# Video Game Classifier Project
Tyler Short and Gideon Keith-Stanley

### Background
The PC Games 2020 dataset contains the results of scraping and sorting the entire catalog of Valve's "Steam" video game store, and includes data on over 27,000 titles. These data include title, description, genre, price points, several success metrics, and more. We hypothesize that using the "bag of words" method as seen in email spam filters, we can train a machine learning model using the digested description of video games, and use that information to classify games by genre.

In [1]:
import numpy as np
import pandas as pd

### Data Loader
This routine downloads the dataset from OpenML.org and processes it with liac-arff. 

In [2]:
import arff

from urllib.request import urlretrieve

def load_game_data():
    url = 'https://api.openml.org/data/v1/download/22102514/PC-Games-2020.arff'
    filename = 'pc_game_dataset.arff'
    file, http_response = urlretrieve(url, filename)
    dataset = arff.load(open(file, 'r'))
    attributes = np.array(dataset['attributes'])
    data = np.array(dataset['data'])
    return data, attributes

# Use this to save bandwidth and time if the project has the data file already downloaded
def load_game_data_from_file():
    file = 'pc_game_dataset.arff'
    dataset = arff.load(open(file, 'r'))
    attributes = np.array(dataset['attributes'])
    data = np.array(dataset['data'])
    return data, attributes
    

In [3]:
data, attributes = load_game_data()

## Preprocessing
This code digests the dataset into the form we need and prepares it for use by the model.

In [4]:
from sklearn.feature_extraction.text import CountVectorizer
import matplotlib.pyplot as plt

In [5]:
A, b = load_game_data_from_file()

In [6]:
genre_docs = [str(n) for n in A[:,6]]
cv = CountVectorizer(lowercase=True, stop_words='english')
cv_result_a = cv.fit_transform(genre_docs)
y = cv_result_a.toarray()

In [7]:
docs = [str(n) for n in A[:,25]]
cv = CountVectorizer(lowercase=True, stop_words='english')
cv_result = cv.fit_transform(docs)
X = cv_result

In [8]:
X.shape, y.shape

((30250, 124736), (30250, 26))

## Multi-Class LinearSVC


In [16]:
from sklearn.model_selection import cross_val_score
from sklearn.model_selection import train_test_split
from sklearn.multiclass import OneVsRestClassifier
from sklearn.svm import LinearSVC

x_train, x_test, y_train, t_test = train_test_split(X, y, test_size = 0.3, random_state = 0)

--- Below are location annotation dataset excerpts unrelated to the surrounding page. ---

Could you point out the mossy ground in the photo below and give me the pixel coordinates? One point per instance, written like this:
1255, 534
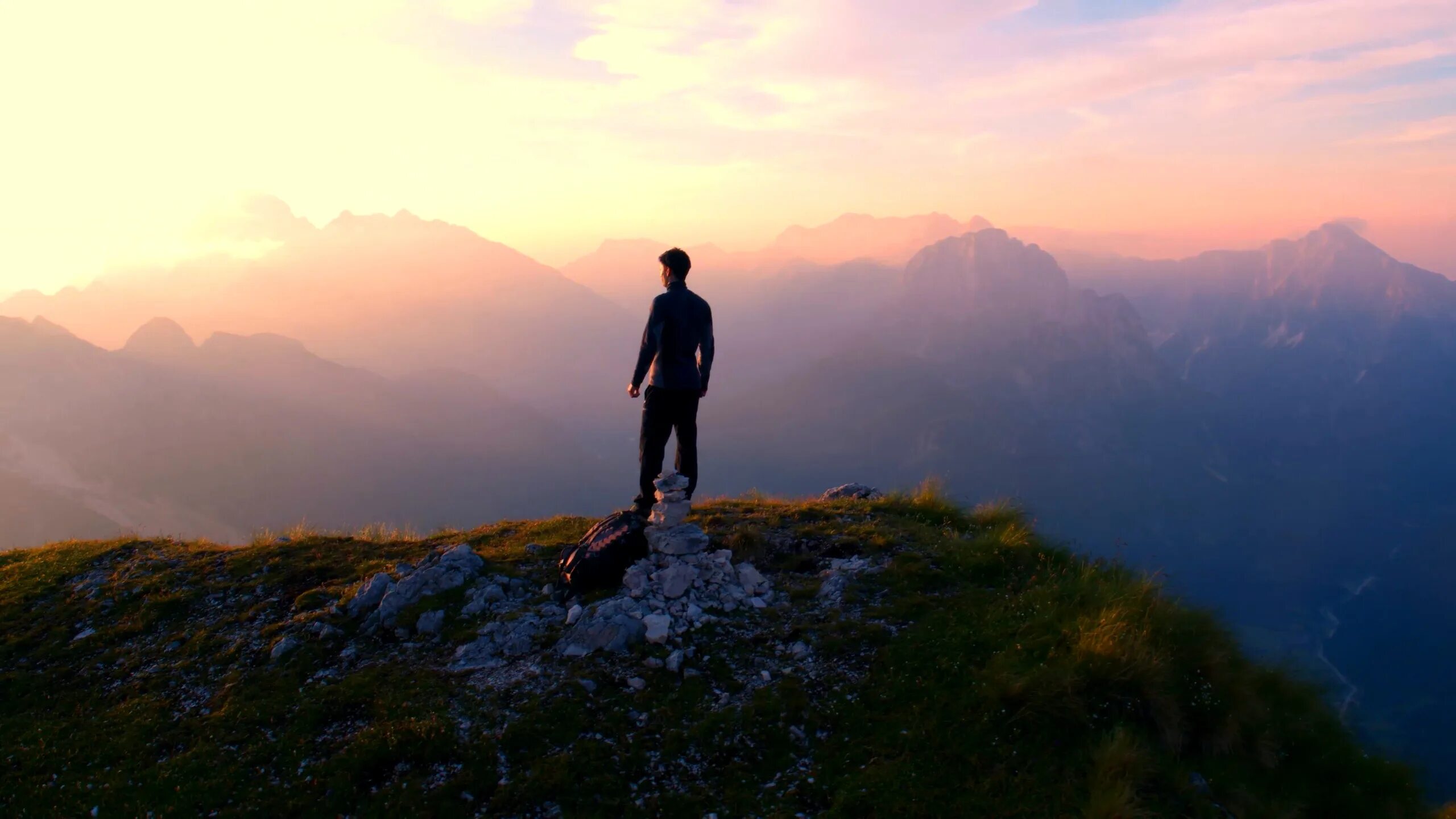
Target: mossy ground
994, 677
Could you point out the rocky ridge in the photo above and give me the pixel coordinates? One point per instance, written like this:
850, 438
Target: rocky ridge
680, 588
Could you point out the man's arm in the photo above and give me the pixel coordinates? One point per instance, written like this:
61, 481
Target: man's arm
648, 350
705, 354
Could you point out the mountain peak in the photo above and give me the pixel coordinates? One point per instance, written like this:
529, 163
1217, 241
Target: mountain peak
159, 338
1335, 266
987, 270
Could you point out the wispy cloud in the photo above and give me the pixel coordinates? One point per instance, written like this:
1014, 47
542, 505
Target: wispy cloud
552, 123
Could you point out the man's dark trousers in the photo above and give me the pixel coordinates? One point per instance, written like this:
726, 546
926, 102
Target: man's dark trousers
664, 411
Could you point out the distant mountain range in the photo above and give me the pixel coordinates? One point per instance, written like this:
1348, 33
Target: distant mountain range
243, 433
1270, 428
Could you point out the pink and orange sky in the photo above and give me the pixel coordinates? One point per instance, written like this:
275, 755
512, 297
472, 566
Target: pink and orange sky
552, 125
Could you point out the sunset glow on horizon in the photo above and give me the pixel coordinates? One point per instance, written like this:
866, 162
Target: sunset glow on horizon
554, 125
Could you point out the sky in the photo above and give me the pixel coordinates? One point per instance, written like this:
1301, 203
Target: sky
133, 129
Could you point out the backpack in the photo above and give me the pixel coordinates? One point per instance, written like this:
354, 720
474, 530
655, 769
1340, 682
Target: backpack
605, 553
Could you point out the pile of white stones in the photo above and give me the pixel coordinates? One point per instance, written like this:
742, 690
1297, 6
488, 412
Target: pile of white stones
673, 591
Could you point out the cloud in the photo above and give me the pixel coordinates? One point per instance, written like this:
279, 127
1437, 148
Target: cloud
554, 123
1423, 131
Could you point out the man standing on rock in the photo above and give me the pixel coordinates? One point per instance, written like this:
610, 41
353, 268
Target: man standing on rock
677, 346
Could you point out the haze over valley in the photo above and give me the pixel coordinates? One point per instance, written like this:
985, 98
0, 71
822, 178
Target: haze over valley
1272, 431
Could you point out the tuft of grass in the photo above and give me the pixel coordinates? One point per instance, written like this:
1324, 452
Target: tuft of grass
1001, 677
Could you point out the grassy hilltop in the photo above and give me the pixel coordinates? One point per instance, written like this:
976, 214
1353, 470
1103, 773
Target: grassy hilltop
979, 674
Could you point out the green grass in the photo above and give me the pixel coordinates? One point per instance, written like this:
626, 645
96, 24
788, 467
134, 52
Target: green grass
992, 675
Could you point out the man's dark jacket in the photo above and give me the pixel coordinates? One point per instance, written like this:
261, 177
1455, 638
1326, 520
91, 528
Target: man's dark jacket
679, 325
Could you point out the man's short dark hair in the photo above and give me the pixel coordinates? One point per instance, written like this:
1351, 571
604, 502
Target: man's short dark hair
677, 263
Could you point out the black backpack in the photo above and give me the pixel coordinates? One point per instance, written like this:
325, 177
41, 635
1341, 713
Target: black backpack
605, 553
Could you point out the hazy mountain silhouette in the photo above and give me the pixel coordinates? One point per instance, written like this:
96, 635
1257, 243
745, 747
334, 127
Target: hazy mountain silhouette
391, 293
1270, 428
1331, 379
248, 432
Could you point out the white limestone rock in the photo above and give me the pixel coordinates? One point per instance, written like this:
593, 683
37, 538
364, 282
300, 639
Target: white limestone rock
670, 514
682, 540
370, 594
859, 491
676, 581
670, 483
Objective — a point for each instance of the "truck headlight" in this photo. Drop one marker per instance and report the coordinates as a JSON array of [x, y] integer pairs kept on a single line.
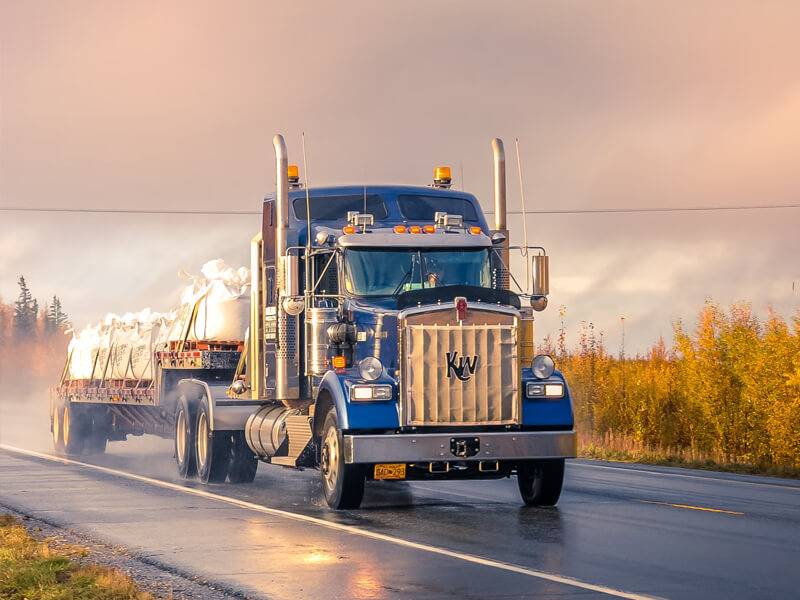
[[371, 392], [534, 389], [543, 366], [370, 368]]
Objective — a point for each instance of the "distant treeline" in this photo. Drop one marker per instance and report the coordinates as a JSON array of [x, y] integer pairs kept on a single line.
[[32, 340], [729, 390]]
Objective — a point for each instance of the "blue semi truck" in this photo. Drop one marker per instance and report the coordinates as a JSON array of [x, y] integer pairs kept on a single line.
[[384, 343]]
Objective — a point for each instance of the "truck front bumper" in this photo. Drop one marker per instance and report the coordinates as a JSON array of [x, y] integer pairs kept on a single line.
[[436, 447]]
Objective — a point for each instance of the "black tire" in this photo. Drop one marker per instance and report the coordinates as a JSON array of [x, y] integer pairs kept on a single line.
[[540, 481], [75, 428], [212, 448], [244, 462], [100, 425], [343, 484], [56, 426], [184, 440]]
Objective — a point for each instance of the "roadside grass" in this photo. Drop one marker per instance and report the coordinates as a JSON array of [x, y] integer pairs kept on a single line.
[[622, 451], [32, 570]]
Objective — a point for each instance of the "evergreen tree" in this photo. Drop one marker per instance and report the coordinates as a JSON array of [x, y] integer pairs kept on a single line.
[[26, 310], [54, 316]]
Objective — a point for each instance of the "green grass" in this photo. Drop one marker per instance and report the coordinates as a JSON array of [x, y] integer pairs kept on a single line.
[[649, 457], [33, 570]]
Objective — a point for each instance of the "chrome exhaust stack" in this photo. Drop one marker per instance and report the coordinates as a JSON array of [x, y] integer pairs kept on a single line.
[[500, 223], [287, 360]]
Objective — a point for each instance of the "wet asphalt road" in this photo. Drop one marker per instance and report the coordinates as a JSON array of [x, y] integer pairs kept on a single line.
[[627, 528]]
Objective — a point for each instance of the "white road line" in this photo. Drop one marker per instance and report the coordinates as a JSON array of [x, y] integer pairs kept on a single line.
[[685, 476], [569, 581]]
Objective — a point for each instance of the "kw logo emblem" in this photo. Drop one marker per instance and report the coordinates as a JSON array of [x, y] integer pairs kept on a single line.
[[463, 368]]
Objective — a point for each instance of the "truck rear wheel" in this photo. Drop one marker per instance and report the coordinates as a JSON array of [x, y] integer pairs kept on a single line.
[[184, 440], [243, 462], [540, 481], [212, 448], [75, 427], [99, 425], [343, 483]]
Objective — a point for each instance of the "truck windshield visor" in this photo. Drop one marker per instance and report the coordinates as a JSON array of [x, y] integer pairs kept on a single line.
[[370, 272]]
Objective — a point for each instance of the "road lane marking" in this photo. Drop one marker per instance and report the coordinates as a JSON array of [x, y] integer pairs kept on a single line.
[[470, 558], [686, 476], [727, 512]]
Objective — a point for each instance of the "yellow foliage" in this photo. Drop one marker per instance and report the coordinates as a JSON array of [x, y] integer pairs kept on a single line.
[[729, 389]]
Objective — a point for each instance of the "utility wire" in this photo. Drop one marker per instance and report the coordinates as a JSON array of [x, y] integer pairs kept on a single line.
[[132, 211], [577, 211], [582, 211]]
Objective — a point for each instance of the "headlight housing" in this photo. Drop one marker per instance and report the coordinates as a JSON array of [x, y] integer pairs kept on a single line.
[[543, 366], [366, 393], [370, 368]]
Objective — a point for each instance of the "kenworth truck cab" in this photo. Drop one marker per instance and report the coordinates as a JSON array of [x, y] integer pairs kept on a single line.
[[388, 347], [384, 343]]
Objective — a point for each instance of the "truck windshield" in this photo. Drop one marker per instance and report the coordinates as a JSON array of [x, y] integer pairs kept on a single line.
[[383, 272]]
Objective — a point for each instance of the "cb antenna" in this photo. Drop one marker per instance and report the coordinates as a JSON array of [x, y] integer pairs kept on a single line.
[[308, 219], [524, 217]]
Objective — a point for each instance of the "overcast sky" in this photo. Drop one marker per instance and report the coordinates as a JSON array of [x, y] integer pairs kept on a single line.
[[157, 105]]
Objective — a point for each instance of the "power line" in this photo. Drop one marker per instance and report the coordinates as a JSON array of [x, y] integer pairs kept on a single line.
[[644, 210], [132, 211], [577, 211]]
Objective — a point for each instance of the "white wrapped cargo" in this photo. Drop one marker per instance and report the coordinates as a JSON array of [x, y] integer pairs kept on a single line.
[[81, 350], [216, 307], [219, 301]]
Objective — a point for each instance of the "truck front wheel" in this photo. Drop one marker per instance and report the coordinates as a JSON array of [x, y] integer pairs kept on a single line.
[[343, 483], [212, 448], [184, 440], [58, 421], [540, 481]]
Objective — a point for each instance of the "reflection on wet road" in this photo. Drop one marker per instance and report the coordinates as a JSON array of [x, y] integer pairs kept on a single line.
[[642, 530]]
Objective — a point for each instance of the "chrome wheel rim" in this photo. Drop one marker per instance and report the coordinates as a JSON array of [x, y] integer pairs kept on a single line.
[[180, 436], [330, 458], [202, 440]]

classifier = OneVsRestClassifier(LinearSVC(loss='hinge', max_iter=10000))

The below cell takes almost 15 minutes to run and produces 0.15097520661157027 accuracy

In [15]:
accuracy = cross_val_score(classifier, X, y, cv=3, scoring='accuracy')
print(np.mean(accuracy))



0.15097520661157027


In [20]:
# from sklearn.decomposition import PCA

# pca = PCA(200)
# pca.fit(X)
# sparse_X = pca.components_

# accuracy = cross_val_score(classifier, sparse_X, y, cv=2, scoring='accuracy')
# print(np.mean(accuracy))

The below cell takes almost 15 minutes to run and produces 0.1626789757927357 accuracy with 50 estimators

In [19]:
from sklearn.ensemble import RandomForestClassifier
classifier = RandomForestClassifier(n_estimators=50)
accuracy = cross_val_score(classifier, X, y, cv=3, scoring='accuracy')
print(np.mean(accuracy))

0.1626789757927357